Lors de la 32è assemblée générale annuelle d’Afreximbank, tenue à Abuja, au Nigeria, l’homme d’affaires nigérian, Aliko Dangote, a déclaré : « Dans les 40 prochains mois, l'Afrique n'importera plus d'engrais de nulle part ». Autrement dit l’autosuffisance du continent africain en engrais pourrait être atteinte d’ici le début du second trimestre 2028.
Selon l’homme d’affaires nigérian, qui compte atteindre ce résultat grâce à son usine, lancée en 2021 au Nigeria, avec une capacité de production annuelle de 3 millions de tonnes d’urée granulée, pour un coût global de $2,5 milliards : « Dans les 40 prochains mois, l'Afrique n'importera plus d'engrais de nulle part. Nous suivons actuellement une trajectoire très ambitieuse. Nous voulons faire de Dangote le premier producteur d'urée, devant le Qatar. Accordez-moi 40 mois ».

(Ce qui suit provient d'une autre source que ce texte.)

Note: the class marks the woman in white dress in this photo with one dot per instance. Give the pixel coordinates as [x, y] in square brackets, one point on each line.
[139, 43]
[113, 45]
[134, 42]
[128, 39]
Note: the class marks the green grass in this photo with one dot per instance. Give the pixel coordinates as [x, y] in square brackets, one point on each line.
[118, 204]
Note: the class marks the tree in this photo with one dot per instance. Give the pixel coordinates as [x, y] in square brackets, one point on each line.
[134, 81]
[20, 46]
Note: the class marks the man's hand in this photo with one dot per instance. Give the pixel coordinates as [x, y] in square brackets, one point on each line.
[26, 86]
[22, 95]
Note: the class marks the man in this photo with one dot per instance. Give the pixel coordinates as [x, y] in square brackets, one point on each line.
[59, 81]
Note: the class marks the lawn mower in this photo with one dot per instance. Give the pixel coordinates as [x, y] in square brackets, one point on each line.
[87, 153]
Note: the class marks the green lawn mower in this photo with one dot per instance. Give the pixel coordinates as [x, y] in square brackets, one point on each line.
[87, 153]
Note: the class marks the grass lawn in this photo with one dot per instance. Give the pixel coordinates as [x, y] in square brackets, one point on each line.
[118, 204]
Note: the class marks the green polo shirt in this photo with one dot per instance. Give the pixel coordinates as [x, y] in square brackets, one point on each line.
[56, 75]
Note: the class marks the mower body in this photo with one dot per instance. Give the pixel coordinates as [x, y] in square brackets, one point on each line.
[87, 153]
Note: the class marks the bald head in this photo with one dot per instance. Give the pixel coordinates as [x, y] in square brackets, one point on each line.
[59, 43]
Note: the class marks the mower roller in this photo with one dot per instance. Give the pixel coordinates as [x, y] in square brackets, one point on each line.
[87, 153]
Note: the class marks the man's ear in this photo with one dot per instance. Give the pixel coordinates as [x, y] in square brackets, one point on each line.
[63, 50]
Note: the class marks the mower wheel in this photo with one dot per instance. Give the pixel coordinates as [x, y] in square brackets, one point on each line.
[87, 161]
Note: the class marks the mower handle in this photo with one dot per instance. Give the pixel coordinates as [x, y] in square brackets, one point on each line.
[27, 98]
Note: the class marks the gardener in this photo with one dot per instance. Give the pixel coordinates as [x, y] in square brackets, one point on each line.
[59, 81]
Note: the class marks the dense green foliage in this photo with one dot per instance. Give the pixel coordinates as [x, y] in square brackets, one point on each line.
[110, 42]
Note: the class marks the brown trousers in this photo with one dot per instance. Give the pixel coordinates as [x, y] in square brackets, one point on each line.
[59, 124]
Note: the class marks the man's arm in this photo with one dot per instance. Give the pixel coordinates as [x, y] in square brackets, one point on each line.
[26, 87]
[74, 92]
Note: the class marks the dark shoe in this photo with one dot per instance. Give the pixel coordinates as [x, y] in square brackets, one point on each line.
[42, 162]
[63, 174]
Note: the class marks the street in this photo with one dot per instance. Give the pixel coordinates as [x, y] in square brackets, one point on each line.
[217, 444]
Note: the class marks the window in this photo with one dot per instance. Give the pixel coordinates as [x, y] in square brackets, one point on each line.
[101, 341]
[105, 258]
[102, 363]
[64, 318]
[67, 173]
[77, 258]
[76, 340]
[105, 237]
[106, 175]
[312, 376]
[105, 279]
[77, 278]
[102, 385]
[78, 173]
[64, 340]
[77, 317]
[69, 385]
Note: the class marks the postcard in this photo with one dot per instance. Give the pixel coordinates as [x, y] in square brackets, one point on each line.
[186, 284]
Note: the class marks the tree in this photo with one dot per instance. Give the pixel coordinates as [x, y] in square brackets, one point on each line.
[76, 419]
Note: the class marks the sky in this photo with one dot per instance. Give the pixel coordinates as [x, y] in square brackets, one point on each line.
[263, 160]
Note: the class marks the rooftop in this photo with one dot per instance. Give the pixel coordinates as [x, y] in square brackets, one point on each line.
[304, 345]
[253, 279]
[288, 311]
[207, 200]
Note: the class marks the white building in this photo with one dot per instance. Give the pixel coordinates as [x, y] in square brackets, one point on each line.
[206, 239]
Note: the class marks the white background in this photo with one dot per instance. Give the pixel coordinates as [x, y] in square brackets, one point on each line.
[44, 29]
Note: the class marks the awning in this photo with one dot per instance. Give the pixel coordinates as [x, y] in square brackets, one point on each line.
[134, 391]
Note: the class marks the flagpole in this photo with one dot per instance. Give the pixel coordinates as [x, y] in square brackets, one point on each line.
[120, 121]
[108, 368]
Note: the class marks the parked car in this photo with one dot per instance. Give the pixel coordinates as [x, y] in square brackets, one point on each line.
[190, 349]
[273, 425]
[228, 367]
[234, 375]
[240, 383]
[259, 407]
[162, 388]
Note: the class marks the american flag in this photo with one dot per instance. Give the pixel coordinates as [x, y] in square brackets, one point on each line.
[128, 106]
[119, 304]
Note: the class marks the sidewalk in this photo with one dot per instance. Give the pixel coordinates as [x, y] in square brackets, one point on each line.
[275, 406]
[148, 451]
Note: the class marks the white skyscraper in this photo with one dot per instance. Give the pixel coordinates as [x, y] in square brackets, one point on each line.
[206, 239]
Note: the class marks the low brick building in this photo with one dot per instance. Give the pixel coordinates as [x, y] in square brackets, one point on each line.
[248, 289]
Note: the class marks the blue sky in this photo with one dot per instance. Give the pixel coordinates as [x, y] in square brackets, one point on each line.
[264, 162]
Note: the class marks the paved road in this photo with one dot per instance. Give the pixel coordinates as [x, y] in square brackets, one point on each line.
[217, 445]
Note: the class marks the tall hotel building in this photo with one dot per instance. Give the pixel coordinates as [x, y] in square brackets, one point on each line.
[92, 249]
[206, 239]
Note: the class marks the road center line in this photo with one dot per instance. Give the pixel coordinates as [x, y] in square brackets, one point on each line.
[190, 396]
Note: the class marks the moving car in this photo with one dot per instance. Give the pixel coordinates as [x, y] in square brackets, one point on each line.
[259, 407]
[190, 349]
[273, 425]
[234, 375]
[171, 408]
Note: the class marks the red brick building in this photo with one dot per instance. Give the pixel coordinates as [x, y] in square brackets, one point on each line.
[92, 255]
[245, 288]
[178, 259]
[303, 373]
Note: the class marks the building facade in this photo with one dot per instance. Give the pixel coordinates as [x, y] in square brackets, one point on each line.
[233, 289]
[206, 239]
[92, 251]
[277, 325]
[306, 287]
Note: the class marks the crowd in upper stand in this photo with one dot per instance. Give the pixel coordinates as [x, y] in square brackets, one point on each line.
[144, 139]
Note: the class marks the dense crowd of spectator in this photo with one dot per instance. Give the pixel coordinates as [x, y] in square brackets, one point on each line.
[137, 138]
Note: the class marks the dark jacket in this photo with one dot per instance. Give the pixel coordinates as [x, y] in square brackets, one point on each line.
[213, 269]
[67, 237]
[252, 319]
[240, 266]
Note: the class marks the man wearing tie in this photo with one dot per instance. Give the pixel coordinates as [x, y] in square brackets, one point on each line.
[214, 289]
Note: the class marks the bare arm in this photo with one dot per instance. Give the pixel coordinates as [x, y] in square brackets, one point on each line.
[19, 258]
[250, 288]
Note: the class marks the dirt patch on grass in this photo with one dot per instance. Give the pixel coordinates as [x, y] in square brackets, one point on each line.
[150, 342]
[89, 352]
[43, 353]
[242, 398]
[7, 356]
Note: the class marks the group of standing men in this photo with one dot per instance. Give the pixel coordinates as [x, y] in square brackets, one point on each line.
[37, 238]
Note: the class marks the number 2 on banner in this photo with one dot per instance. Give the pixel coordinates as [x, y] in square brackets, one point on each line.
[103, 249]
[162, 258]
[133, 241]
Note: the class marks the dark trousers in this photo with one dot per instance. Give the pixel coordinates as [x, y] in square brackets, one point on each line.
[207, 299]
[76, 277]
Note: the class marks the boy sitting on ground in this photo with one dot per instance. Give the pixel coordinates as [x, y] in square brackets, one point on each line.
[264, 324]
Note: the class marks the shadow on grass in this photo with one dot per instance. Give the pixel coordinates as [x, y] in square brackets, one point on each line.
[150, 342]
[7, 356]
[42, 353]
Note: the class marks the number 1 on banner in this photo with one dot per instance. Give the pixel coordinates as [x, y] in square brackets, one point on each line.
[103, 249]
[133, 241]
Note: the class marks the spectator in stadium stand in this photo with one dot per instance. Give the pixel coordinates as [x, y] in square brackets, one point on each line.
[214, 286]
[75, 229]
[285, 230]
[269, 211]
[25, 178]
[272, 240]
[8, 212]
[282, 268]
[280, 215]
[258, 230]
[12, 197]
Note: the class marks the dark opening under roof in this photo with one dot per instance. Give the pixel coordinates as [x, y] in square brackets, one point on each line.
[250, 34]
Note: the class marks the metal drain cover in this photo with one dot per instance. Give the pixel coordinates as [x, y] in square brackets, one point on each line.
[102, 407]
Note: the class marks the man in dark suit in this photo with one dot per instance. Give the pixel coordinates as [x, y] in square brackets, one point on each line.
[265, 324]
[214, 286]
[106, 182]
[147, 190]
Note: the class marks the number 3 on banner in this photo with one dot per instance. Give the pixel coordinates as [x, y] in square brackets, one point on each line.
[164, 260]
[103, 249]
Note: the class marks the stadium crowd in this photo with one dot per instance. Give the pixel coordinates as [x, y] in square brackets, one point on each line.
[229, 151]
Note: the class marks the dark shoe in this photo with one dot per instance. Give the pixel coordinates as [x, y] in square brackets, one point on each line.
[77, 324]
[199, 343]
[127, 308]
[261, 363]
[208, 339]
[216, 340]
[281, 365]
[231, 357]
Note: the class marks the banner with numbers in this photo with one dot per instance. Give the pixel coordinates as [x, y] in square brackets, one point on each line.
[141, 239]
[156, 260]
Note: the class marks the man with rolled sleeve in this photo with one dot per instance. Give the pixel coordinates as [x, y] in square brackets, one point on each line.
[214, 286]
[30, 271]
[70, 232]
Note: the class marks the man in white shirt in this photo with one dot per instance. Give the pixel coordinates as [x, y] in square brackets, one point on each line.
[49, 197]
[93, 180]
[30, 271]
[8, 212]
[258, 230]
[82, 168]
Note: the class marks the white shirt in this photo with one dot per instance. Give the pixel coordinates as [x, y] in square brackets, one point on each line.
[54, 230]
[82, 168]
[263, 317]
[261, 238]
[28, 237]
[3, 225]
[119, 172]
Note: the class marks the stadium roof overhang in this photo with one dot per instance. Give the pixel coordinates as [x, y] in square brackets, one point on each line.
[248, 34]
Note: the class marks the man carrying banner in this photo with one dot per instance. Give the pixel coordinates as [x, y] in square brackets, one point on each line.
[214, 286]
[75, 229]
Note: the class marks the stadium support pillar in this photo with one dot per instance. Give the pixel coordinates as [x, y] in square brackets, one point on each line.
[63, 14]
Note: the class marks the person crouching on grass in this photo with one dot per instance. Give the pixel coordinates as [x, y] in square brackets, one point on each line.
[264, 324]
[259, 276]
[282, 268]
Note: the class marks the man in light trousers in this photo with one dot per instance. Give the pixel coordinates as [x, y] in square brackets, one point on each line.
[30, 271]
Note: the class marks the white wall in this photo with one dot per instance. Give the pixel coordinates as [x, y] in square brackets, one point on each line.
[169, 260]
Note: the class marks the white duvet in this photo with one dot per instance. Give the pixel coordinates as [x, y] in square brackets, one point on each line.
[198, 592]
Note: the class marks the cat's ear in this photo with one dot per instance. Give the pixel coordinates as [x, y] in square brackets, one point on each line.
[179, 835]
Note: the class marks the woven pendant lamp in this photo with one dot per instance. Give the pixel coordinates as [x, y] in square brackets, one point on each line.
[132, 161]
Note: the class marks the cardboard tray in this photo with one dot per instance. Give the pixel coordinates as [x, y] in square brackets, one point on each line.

Et l’Agence Ecofin de révéler : « l’usine d’Aliko Dangoté a déjà permis de faire du Nigeria un exportateur net de cet engrais azoté qui est l’un des plus utilisés au monde avec notamment l’expédition de 300 000 tonnes sur le 4è trimestre 2021 ».
Aussi, précise l’Agence d’information économique : « L’investissement de Dangote est une étape majeure pour augmenter la production d’engrais azotés sur le continent et à bas coût ».
Il ressort des données de la Banque africaine de développement (BAD), rapportées par Ecofin : « Le continent africain produit aujourd'hui environ 30 millions de tonnes d'engrais minéraux par an, soit plus du double de sa consommation. Toutefois, il affiche un déficit annuel de près de 2 millions de tonnes ».
Et de soutenir : « Cette situation s’explique notamment par le fait que la plupart des gros producteurs africains situés en Afrique du Nord sont engagés dans les engrais phosphatés destinés à la fois aux marchés africains et internationaux ».